We then see the various reactions to the ‘Rise’ message that has been sent to every phone across the world, Quentin sees it… and runs away. Wolverine sees it, and is pissed off, ready to go stab the Phoenix Corporation in it’s face, but Storm stops him, tells him to calm down. I loved this scene between Wolverine and Storm, how she forces him to confront whether he’s doing this for Jean Grey, or for himself. Are Storm and Wolverine still a couple? I can’t remember, but I don’t think it matters too much for this scene. Anyway, the X-Men will have to go to the Phoenix Corporation anyway, as Idie shows up to tell them that Quentin has gone.
After this there’s an excellent one-page scene with Evan talking to his ‘Uncle Cluster’, AKA Fantomex, where we begin to see some seeds of enmity between him and Quentin. Evan doesn’t understand why Quentin keeps on pushing people away, when basically, he has a great life. Everyone at school loves him, Wolverine spends more time with him than anyone else, he’s got a hot girlfriend, and his future has him becoming a very powerful X-Man, whereas Evan… he has none of that. It’s going to be so tragic to see Evan succumb to his apocalyptic destiny, I’m feeling emotional already.

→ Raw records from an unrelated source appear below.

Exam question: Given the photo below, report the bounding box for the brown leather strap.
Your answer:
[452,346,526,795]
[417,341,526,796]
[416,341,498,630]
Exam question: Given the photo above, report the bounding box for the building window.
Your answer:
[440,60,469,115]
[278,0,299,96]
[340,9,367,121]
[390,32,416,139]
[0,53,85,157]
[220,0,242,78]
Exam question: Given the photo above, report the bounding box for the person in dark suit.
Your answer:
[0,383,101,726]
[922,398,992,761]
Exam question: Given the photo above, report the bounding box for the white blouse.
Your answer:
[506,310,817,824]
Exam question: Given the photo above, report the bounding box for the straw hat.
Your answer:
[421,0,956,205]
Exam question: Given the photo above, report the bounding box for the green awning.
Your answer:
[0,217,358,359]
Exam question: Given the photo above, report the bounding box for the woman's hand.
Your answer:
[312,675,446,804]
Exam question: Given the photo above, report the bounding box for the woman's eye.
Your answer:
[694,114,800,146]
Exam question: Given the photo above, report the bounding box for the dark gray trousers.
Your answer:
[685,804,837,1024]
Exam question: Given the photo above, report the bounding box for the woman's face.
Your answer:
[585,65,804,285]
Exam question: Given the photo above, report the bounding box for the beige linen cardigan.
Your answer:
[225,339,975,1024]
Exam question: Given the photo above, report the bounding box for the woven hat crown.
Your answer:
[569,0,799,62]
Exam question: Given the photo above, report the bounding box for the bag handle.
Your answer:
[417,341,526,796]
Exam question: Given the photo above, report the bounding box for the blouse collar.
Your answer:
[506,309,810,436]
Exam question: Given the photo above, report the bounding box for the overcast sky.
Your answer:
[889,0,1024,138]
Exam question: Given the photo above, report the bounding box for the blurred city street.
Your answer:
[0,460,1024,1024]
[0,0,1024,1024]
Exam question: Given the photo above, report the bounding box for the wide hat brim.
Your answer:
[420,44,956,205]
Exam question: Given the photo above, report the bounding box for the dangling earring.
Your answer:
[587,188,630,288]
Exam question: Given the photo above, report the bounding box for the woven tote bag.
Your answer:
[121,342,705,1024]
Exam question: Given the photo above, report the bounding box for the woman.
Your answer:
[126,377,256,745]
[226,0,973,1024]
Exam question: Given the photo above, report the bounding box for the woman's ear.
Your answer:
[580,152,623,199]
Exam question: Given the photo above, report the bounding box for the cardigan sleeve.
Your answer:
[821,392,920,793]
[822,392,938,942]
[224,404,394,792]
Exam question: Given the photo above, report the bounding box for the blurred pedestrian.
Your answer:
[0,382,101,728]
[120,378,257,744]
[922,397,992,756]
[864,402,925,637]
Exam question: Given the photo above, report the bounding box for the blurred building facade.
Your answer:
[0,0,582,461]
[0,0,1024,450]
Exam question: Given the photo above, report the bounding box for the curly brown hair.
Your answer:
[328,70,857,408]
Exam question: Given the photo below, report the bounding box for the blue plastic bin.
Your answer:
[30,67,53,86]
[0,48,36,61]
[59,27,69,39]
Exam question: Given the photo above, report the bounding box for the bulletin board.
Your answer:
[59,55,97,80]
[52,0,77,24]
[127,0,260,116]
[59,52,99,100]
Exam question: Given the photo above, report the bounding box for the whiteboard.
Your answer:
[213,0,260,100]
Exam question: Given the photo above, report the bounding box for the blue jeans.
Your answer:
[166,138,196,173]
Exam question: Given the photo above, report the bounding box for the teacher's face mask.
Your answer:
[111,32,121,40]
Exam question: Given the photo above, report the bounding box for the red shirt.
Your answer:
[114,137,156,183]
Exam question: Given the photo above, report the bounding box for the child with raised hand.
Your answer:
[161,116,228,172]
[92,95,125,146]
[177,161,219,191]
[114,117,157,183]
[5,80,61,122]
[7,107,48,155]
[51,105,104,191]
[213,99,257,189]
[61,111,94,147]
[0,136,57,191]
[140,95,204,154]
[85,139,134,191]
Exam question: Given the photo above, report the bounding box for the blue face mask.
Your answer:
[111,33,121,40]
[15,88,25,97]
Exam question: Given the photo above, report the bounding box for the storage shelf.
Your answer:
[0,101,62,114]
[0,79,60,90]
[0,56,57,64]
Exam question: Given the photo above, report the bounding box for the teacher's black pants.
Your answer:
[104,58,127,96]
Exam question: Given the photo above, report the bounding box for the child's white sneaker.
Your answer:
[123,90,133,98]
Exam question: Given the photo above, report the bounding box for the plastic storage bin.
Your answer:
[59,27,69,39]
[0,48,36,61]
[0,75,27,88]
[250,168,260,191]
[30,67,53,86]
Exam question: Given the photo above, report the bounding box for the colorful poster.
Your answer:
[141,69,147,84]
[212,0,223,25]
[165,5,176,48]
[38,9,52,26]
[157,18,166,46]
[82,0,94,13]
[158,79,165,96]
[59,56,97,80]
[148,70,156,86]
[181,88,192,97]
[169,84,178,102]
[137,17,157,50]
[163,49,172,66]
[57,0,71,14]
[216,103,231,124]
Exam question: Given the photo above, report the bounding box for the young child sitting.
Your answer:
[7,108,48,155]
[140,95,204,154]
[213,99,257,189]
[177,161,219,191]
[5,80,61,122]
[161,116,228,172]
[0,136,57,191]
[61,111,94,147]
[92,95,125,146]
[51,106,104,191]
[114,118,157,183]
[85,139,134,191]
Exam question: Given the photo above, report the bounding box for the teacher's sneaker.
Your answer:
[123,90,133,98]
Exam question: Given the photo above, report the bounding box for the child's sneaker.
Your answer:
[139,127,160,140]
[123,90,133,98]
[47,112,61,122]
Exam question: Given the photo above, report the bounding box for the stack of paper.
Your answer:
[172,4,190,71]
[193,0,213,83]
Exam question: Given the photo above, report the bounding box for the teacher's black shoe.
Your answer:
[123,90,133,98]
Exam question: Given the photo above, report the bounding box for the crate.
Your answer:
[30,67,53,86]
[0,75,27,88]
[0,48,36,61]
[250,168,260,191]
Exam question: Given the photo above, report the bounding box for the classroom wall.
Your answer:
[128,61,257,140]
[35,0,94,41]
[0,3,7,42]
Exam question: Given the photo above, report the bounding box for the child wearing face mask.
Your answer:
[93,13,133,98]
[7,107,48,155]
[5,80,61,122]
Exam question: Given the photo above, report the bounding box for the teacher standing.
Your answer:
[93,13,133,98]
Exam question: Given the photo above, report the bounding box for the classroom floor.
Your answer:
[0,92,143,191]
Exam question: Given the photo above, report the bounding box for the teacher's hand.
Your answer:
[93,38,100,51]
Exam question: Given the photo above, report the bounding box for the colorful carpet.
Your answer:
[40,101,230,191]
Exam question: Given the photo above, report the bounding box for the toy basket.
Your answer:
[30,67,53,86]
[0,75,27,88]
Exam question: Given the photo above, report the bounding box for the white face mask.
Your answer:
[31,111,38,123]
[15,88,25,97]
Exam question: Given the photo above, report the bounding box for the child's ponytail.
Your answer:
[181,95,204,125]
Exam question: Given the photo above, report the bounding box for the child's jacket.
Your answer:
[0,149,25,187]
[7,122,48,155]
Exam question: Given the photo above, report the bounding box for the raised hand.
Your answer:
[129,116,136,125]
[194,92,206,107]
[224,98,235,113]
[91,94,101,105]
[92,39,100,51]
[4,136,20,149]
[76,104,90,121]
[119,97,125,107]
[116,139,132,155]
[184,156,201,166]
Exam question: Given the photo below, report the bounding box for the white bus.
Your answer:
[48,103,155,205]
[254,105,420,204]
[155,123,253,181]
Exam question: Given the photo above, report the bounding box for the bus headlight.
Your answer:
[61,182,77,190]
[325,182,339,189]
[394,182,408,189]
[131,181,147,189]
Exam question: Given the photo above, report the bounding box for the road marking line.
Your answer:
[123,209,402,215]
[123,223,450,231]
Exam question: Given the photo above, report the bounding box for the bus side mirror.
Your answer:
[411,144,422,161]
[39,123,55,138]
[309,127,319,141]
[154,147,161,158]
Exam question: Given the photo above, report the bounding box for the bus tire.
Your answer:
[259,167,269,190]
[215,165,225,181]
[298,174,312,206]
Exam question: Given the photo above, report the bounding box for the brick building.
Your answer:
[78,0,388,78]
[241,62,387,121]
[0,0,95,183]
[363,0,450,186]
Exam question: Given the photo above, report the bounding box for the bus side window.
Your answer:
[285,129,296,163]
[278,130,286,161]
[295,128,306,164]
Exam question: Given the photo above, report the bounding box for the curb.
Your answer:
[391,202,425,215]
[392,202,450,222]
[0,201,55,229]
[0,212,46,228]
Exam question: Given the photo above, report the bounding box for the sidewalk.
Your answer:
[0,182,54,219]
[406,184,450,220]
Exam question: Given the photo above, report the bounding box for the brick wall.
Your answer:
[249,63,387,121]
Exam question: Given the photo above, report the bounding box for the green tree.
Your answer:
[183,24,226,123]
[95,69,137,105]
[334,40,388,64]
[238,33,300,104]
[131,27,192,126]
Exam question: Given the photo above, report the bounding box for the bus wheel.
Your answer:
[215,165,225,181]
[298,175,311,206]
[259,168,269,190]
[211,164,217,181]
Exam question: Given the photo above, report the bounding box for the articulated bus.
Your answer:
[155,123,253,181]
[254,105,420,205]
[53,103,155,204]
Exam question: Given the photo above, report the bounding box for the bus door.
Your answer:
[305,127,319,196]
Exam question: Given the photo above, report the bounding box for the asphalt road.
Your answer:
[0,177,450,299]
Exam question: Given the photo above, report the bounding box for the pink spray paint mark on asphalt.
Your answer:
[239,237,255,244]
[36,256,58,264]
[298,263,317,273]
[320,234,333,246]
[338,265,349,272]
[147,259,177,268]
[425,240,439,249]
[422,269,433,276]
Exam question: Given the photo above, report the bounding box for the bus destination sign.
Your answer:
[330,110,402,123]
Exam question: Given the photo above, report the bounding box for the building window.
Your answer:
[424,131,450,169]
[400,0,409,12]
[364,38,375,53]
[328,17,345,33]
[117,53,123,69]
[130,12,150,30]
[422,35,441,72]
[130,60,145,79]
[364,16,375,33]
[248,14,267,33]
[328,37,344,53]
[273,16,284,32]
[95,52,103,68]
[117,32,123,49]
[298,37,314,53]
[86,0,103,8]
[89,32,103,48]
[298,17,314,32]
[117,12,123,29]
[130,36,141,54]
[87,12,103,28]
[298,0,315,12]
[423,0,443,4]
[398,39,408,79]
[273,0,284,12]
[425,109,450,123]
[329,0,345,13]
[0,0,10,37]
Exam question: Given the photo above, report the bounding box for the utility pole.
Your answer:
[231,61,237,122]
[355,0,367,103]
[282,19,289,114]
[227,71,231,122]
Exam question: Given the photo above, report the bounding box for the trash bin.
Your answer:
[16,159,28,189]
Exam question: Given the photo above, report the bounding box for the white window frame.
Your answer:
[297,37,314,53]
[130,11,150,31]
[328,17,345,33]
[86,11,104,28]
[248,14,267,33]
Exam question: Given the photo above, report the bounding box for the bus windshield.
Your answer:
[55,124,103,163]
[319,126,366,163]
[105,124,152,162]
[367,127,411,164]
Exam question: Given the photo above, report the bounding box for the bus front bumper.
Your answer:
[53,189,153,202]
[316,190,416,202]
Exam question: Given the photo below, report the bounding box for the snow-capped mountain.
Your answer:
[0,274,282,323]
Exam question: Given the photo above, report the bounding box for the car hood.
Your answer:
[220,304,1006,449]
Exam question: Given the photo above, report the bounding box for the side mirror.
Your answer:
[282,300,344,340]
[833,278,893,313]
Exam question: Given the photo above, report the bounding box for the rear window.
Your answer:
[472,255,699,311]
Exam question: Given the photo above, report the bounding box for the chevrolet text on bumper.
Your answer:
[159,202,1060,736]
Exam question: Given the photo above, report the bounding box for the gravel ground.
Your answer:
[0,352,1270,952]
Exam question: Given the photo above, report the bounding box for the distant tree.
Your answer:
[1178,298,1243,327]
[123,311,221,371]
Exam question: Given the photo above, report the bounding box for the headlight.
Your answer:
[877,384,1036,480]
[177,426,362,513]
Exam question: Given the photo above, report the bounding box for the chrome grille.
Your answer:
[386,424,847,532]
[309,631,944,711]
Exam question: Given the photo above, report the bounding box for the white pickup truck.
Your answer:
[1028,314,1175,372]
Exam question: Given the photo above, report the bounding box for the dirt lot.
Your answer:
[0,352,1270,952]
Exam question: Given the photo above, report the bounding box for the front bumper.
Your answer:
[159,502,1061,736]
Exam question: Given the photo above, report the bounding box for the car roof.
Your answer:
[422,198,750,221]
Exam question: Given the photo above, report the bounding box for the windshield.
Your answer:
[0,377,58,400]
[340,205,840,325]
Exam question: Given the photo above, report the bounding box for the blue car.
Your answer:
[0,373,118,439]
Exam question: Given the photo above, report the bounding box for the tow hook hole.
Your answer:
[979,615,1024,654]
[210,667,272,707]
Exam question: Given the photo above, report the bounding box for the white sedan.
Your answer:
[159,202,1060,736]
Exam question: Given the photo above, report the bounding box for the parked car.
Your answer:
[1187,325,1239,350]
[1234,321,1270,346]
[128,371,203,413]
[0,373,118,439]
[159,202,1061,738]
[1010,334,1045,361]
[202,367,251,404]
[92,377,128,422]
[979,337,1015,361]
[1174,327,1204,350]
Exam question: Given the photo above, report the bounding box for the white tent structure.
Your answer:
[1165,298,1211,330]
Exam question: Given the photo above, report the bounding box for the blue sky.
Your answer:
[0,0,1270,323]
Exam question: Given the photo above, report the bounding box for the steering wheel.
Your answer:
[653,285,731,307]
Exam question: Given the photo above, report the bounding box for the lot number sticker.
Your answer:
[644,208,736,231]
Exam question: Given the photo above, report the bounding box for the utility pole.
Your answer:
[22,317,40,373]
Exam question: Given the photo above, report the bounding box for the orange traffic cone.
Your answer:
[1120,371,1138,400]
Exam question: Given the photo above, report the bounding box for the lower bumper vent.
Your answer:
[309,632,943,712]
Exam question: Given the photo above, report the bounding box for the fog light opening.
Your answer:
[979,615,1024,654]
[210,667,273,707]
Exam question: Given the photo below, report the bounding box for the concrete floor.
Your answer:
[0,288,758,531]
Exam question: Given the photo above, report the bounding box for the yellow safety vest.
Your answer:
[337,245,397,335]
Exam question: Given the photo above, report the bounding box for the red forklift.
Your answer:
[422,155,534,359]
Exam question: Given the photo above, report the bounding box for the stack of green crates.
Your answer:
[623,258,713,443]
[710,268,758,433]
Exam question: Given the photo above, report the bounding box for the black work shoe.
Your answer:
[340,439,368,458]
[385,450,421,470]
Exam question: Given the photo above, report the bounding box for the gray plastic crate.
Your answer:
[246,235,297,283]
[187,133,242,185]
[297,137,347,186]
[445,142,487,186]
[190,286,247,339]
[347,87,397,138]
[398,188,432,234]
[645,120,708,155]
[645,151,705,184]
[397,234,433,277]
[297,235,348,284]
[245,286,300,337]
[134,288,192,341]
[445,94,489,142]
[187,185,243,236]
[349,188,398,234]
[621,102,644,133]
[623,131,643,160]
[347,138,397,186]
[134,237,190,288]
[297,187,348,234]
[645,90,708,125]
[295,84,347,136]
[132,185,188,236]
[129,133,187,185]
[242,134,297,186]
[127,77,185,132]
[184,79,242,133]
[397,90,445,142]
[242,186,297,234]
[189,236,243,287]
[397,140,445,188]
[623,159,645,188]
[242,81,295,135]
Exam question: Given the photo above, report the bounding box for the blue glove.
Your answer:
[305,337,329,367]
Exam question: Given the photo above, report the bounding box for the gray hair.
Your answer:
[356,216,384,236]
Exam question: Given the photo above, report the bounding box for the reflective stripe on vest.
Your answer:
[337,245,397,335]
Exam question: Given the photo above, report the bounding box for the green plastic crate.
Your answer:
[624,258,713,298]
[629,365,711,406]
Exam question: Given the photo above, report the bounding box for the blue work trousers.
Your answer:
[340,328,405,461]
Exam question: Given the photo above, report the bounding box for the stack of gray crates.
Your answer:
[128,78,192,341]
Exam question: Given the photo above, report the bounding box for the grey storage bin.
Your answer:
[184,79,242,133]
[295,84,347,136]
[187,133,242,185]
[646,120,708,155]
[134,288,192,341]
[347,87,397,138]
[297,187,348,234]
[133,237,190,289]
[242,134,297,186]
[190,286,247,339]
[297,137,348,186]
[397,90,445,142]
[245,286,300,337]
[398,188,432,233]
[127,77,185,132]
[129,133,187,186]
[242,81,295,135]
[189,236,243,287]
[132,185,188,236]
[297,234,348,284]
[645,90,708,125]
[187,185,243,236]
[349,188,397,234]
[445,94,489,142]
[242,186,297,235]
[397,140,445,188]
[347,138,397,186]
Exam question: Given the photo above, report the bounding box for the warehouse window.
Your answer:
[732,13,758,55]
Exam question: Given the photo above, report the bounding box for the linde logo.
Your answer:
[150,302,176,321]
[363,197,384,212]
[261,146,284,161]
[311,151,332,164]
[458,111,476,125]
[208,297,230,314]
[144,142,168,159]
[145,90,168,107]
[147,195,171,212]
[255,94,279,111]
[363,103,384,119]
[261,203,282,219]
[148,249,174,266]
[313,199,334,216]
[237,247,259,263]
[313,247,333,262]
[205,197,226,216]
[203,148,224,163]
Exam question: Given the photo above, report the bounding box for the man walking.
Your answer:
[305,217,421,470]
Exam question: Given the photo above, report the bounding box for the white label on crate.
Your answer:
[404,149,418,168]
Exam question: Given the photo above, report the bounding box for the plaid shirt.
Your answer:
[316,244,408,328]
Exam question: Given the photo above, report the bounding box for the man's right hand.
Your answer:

Wolverine and Storm consult with Anole about then Phoenix Corp, and basically, they came out of nowhere and rebuilt San Lorenzo (which was destroyed in Avengers Vs X-Men apparently) overnight. Quentin heads to their building, where he is met first by sexy nuns (his words, not mine) and then by a massive bearded guy who looks a bit like Cable. He probably is an alternate reality Cable, I dunno. He takes Quentin out, and also gives him a glimpse at his future, and the whole Phoenix Vs Apocalypse thing. Storm and Wolverine show up to try and save Quentin, but beardy kicks their butts too, blasting them with psychic attacks. First he gives Storm a vision of a claustrophobic situation (I had forgot about that particular character trait to be honest) and then showing Wolverine some of the future too, that Evan will be Apocalypse, and that they plan on killing the poor kid.
Intercut with this is another interesting scene back at the school, where Armor tries to take charge and tell the students to relax and not to worry, but Idie isn’t having any of it. The name of the school has Jean Grey in it, the Phoenix villains are bound to attack, and she even makes it personal. She’s barely older than the students and she’s just another one of Wolverine’s slightly creepy female sidekicks. The poor man’s Jubilee! Evan plays peacemaker, but it’s probably the last time he’ll be doing that!
Mahmud Asrar’s artwork is very good, it fits the more traditional style this title has now, but it has the right amount of cartoonishness in it to sell the little bits of comedy (mostly involving the Bamfs) and the youthfulness of the characters. This book has a lot to live up to in following up Jason Aaron, but so far it’s managing it by being different, but just as good in it’s own way. The mysteries of the future are starting to unfold, I’m excited to see how Latour and Asrar take us there.